The case came to light after a COVID-recovered person was rushed to a hospital with bleeding from the nose and eyes.
According to the doctors, while White Fungus targets the lungs and Black Fungus targets the brain, the yellow variant affects both organs. However, it is not contagious.
The patient, who is currently undergoing treatment at a private ENT (Ear, Nose, and Throat) hospital, is being treated with anti-fungal medication. Amphotericin B injections are said to be the only known treatment useful in fighting the infection.
According to Dr. Oommen John, a Fellow at the George Institute for Global Health India, “funguses are not supposed to grow inside the human body”.

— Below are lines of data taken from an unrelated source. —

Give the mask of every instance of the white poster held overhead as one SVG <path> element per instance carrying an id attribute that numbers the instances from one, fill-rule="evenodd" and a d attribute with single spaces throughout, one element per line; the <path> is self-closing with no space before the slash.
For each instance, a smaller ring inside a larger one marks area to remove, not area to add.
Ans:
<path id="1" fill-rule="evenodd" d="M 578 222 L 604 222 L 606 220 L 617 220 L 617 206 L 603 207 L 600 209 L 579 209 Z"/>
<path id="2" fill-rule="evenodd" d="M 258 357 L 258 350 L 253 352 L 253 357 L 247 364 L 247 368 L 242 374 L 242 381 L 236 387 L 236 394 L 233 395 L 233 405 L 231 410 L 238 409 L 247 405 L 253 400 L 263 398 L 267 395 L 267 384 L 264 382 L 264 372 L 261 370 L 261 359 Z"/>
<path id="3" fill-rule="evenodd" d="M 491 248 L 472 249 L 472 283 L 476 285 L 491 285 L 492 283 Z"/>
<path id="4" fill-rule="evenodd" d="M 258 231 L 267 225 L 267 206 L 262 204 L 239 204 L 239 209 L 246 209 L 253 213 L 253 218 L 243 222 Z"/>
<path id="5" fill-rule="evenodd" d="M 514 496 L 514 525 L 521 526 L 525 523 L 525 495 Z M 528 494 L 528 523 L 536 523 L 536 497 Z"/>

“There are good bacteria present around our mouth and nose to fight off infection. A large intake of steroids has killed the natural protective measures, clearing the path for the growth of fungus,” Dr. John told Sputnik on Monday.
The country has been fighting Mucormycosis amid a deadly coronavirus wave that has claimed the lives of over 300,000 people.
The post-recovery infection -- Mucormycosis, known as the black fungus, is a rare infection from the Mucormycetes group of fungi. The fungus, although found naturally in the environment, affects those with weakened immune systems due to their high intake of steroids such as dexamethasone.
Experts suggest that the infection can appear as early as 8 to 10 days after detection of COVID, to as late as 60 days after recovery.
India has reported at least 9,000 cases of such infection with states such as Gujarat and Maharashtra witnessing the most number of cases in the country.
Nine states including Gujarat, Tamil Nadu, Maharashtra and Bihar have notified the disease under the Epidemic Diseases Act, 1897. The government hospital in Jharkhand state has set up a special ward for the treatment of mucormycosis.
“India has one of the highest numbers of diabetic patients and a heavy intake of steroids has weakened their immune systems.”
“Since the health care system in India is so overburdened with cases, doctors are just trying to save lives by any means.
“At times, high doses of steroids are prescribed to pre-diabetic patients without checking their blood sugar level. This is fodder for the fungus. Since in the first wave barely few people were given steroids, the cases of fungus were not so severe,” he added.